Una intera equipe di un day hospital del Policlinico palermitano. Coinvolti due medici specializzandi, un medico strutturato, uno studente di medicina e due infermiere. La pessima organizzazione è stata alla base di tutta la vicenda.

La ragazza era in cura da tempo presso il reparto per un linfoma di Hodking ed abitualmente assumeva una dose standard di 9 mg di Vinblastina.

Nel giorno fatale le due infermiere si recarono al letto della paziente con un dosaggio 10 volte superiore a quello abituale: 90 mg di Vinblastina.

La paziente, subito insospettita dalla vista di una flebo anziché una siringa si insospettì chiedendo spiegazioni.

“È lu stessu!”, queste furono le parole pronunciate  in dialetto stretto dall’infermiera Elena Demma alla paziente e ai parenti, che finirono agli atti dopo la morte della paziente.

La Lembo si ribellò chiedendo di interpellare l’oncologa che aveva in cura la paziente ma le infermiere presero tempo iniziando l’infusione per paura di disturbare l’oncologa o il primario.

Vista l’ulteriore insistenza da parte della paziente, le infermiere decisero di chiedere conferma della dose. Non volendo infastidire l’oncologa che conosceva la paziente si rivolsero ad uno specializzando in reparto il quale confermò la dose incompatibile con la vita di una persona  di 90 mg di Vinblastina.

Una dose, ha sottolineato il magistrato, compatibile con “un pachiderma di 600 chili” e non con una donna che pesava 52 chili.

Valeria Lembo aveva ben capito che stava andando incontro alla morte già l’11 dicembre, quando ancora quell’errore veniva taciuto dai medici. “Zia, sicuramente mi hanno sbagliato la chemio, me ne sono accorta”, disse la donna in lacrime. Valeria tentò anche di interrompere quella seduta mortale sottolineando il bruciore al braccio per la somministrazione e la dottoressa Di Noto, giunta solo successivamente in reparto, “si limitò solo a rallentare la somministrazione senza porsi alcuna domanda”.

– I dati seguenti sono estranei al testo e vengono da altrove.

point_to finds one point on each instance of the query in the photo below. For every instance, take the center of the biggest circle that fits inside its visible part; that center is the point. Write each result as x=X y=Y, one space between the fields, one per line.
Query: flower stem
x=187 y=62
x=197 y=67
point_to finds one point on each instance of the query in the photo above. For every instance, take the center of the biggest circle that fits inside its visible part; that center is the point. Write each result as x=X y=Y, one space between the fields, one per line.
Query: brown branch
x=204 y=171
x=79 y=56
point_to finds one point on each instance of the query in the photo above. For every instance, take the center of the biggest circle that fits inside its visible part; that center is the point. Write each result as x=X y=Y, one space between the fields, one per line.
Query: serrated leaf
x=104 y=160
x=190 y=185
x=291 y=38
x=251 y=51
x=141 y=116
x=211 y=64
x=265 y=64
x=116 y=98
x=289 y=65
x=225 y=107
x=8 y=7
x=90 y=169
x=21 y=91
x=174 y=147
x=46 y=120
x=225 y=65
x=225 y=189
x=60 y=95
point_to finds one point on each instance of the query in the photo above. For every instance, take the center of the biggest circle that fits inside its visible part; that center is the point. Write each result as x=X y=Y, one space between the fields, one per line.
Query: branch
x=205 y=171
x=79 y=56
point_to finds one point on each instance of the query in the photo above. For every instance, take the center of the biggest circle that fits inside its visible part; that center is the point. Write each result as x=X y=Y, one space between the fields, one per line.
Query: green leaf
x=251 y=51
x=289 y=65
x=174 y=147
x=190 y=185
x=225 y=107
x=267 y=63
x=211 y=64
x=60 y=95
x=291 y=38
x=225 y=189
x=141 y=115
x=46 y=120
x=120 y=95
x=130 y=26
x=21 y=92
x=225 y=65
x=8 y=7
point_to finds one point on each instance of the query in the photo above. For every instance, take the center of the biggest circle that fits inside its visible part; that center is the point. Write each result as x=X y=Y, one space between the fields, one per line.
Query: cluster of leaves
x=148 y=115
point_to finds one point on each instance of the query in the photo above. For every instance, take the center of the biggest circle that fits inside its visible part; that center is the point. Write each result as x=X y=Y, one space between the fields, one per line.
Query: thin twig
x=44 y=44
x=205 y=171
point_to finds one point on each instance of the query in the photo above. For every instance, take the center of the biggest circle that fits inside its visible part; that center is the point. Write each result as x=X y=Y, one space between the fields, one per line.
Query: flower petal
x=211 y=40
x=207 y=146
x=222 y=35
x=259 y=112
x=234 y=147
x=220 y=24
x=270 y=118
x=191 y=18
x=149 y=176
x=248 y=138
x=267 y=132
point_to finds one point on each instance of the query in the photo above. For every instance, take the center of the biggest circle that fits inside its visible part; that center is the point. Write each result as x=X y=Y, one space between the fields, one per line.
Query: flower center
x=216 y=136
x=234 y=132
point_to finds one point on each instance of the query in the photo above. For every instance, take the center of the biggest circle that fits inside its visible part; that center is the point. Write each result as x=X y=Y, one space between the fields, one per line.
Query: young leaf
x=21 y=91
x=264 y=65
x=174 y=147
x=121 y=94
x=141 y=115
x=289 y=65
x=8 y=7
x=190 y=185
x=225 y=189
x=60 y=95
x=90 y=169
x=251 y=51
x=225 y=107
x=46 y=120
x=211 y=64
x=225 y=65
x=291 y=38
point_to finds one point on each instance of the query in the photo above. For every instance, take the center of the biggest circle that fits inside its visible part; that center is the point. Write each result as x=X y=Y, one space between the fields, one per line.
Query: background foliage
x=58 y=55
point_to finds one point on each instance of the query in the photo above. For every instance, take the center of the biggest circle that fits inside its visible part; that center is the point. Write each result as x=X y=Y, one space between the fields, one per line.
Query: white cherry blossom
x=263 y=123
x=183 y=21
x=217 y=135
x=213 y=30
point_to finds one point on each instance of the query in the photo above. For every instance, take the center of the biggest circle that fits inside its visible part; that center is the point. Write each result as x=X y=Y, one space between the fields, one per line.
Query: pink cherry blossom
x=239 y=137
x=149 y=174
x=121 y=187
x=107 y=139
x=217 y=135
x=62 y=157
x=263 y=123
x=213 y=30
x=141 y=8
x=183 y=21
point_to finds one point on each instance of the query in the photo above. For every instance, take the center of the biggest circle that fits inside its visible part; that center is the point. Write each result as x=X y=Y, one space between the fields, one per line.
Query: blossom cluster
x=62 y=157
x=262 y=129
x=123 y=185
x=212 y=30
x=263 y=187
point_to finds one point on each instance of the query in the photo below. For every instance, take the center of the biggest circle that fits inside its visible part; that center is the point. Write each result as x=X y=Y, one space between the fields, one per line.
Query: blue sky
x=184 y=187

Le condanne sono state esemplari: 7 anni di reclusione per l’oncologa Di Noto ritenuta la principale responsabile poiché fu lei a richiedere in farmacia la dose killer. La giudice l’ha definita “una copiatrice di dati, scelta dal primario Sergio Palmeri (condannato a 4 anni e 6 mesi) perché sempre presente. Un medico che aspettava indicazioni del sovradosaggio da un’infermiera”. Anche lo specializzando Alberto Bongiovanni “scriveva sotto dettatura e non aveva idea di cosa fosse la vinblastina”.

Le due infermiere Clotilde Guarnacca e Elena D’Emma sono state condannate entrambe a 4 anni di reclusione per omicidio colposo.

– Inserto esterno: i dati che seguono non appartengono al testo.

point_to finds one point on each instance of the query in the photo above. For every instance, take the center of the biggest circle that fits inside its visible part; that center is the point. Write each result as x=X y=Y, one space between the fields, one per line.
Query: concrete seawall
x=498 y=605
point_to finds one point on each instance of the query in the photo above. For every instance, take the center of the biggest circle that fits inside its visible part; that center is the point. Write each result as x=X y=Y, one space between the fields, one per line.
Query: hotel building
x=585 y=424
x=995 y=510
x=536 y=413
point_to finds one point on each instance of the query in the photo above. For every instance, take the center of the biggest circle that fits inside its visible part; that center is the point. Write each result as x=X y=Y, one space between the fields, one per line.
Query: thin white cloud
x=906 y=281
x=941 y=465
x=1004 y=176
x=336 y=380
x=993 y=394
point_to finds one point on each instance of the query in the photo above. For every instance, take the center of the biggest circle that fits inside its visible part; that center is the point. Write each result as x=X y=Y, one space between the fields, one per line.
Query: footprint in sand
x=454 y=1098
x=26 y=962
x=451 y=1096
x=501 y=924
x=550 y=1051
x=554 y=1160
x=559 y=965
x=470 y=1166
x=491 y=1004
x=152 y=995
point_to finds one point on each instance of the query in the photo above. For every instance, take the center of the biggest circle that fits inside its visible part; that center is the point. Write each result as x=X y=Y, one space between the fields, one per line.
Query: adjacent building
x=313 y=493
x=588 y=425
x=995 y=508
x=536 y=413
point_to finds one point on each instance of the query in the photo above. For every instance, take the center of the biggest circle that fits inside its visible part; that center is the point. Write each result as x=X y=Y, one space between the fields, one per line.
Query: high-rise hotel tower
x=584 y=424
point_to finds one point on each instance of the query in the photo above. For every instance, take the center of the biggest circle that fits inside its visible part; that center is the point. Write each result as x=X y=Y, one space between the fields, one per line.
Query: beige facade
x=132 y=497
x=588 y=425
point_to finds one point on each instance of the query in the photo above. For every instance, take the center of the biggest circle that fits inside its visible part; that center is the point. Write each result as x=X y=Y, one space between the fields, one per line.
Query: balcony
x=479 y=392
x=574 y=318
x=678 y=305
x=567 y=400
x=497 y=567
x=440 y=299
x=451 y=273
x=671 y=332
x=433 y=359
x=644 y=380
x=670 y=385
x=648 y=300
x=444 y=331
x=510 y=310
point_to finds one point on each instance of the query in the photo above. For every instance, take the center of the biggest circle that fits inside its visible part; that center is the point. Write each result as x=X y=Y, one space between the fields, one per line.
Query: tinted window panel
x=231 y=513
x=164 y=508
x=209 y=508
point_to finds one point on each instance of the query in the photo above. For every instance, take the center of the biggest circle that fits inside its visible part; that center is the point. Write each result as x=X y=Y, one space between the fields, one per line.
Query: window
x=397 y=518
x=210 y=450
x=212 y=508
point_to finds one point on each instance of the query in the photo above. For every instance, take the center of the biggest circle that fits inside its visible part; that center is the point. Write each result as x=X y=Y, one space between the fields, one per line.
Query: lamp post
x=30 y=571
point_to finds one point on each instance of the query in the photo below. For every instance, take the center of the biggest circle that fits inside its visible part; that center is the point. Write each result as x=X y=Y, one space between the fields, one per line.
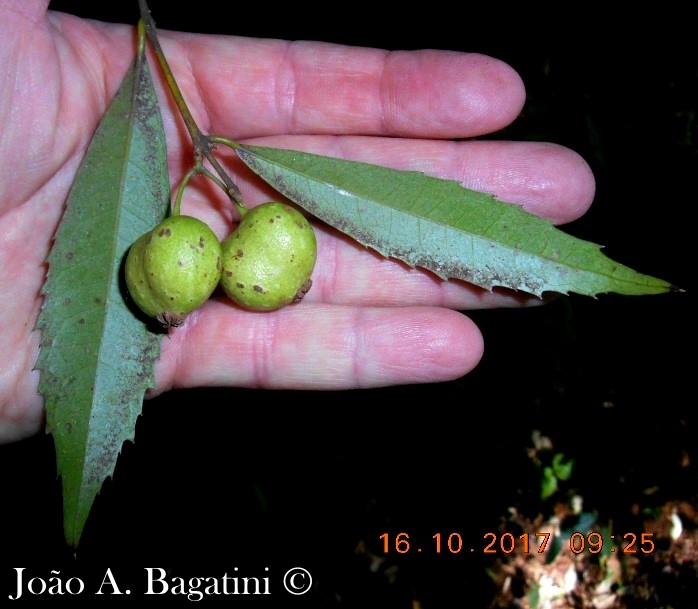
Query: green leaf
x=562 y=469
x=441 y=226
x=548 y=483
x=97 y=356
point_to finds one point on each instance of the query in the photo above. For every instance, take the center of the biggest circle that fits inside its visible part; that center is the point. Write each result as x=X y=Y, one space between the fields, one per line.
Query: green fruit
x=268 y=260
x=174 y=268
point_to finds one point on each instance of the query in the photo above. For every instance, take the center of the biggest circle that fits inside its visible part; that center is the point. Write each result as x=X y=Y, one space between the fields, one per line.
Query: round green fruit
x=174 y=268
x=268 y=260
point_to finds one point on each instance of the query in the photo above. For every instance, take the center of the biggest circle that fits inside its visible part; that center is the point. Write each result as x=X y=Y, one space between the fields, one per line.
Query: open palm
x=367 y=321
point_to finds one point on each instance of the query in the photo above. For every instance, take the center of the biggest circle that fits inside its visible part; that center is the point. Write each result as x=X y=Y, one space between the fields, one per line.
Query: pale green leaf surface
x=96 y=358
x=441 y=226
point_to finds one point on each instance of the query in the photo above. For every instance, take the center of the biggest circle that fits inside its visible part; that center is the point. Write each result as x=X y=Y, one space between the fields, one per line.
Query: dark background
x=233 y=477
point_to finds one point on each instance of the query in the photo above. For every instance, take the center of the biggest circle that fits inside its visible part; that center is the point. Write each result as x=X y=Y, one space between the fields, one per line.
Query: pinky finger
x=318 y=346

Quindi un reparto viene gestito di fatto dagli specializzandi con la presenza sporadica, come si è appreso, del titolare della struttura semplice. Tra l’altro si trattava di un reparto di oncologia che trattava prevalentemente “tumori solidi” e il precedente primario aveva emanato una circolare in cui si davano disposizioni in merito alle tipologie di pazienti da non accettare con particolare riferimento ai “tumori liquidi” (il linfoma di Hodgkin lo è!). La disposizione ha avuto un ruolo importante nel processo.

La carenza di conoscenze da parte degli specializzandi e il loro utilizzo come “forza lavoro” sono stati più volte posti all’attenzione della giurisprudenza di merito e di legittimità che ha avuto modo di formulare il concetto di “colpa per assunzione” prontamente sposato dal giudice palermitano.

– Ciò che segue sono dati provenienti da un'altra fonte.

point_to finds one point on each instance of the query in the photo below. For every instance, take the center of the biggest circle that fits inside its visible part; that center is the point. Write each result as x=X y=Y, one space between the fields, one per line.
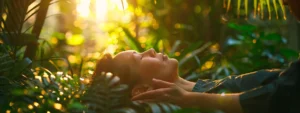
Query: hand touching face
x=148 y=65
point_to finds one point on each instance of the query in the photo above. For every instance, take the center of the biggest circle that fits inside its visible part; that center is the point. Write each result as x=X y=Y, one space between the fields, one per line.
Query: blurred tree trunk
x=294 y=34
x=37 y=28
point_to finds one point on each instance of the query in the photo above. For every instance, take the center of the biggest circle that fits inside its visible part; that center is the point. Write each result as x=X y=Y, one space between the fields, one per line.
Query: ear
x=141 y=88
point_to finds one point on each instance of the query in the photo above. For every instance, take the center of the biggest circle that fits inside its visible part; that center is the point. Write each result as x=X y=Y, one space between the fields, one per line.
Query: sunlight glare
x=101 y=9
x=119 y=5
x=83 y=7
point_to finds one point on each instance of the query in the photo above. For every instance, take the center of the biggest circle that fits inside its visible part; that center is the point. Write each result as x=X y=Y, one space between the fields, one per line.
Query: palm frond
x=260 y=8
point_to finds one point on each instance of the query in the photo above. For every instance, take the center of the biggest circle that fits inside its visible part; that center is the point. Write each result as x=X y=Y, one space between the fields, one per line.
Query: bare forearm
x=228 y=103
x=185 y=84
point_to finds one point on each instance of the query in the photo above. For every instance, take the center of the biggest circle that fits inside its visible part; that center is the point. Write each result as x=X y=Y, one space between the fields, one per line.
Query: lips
x=165 y=57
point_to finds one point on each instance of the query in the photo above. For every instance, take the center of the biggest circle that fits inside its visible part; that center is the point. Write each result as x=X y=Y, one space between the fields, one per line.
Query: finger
x=153 y=94
x=161 y=84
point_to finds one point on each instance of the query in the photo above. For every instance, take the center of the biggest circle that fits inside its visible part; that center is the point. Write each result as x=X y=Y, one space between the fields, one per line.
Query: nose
x=150 y=52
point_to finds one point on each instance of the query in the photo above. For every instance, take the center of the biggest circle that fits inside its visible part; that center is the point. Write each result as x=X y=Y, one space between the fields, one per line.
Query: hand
x=164 y=92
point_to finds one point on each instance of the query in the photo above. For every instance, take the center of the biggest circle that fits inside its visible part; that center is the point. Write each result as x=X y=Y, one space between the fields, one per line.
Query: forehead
x=124 y=57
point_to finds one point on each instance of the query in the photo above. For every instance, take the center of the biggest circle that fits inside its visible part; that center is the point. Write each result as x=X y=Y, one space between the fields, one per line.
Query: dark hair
x=107 y=64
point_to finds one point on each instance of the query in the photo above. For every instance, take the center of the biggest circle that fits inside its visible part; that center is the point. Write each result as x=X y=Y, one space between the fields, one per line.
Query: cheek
x=149 y=68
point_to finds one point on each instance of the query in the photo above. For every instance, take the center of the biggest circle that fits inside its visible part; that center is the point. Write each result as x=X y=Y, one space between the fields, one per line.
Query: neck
x=186 y=85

Per “colpa per assunzione” si intende la tipologia di colpa riferita al soggetto che si trova nella fase di completamento della formazione presso una struttura sanitaria – come nel caso di specie – , accetta di occuparsene, di prenderlo in carico e di trattarlo nella consapevolezza di non avere le cognizioni necessarie per svolgere quella tipologia di attività pur essendo sotto la direzione del tutor. Nel caso in questione il tutor era sostanzialmente assente. Il concetto di colpa per assunzione trova il suo fondamento nel dovere di diligenza e quindi nell’obbligo di astenersi da determinate attività. Tutto molto logico e razionale ma per la nota ricattabilità che si può determinare nelle scuole di specialità mediche nei confronti degli specializzandi, risulta essere di estrema difficoltà applicativa. La Cassazione aveva già avuto parole chiare su questo aspetto sottolineando che lo specializzando “non è una mera presenza passiva”,  né “può essere considerato un mero esecutore d’ordini del tutore anche se non gode di piena autonomia”.

Continua la Suprema Corte “si tratta di un’autonomia che non può essere disconosciuta, trattandosi di persone che hanno conseguito la laurea in medicina e chirurgia e, pur tuttavia, essendo in corso la formazione specialistica, l’attività non può che essere caratterizzata da limitati margini di autonomia in un’attività svolta sotto le direttive del tutore.

Ma tale autonomia, seppur vincolata, non può che ricondurre allo specializzando le attività da lui compiute
; e se lo specializzando non è (o non si ritiene) in grado di compierle deve rifiutarne lo svolgimento perché diversamente se ne assume le responsabilità (c.d. colpa per assunzione ravvisabile in chi cagiona un evento dannoso essendosi assunto un compito che non è in grado di svolgere secondo il livello di diligenza richiesto all’agente modello di riferimento). Pertanto sussiste la responsabilità professionale sia per i medici strutturati che per gli specializzandi” (Cass. pen., Sez. 4, 10.12.2009, n. 6215)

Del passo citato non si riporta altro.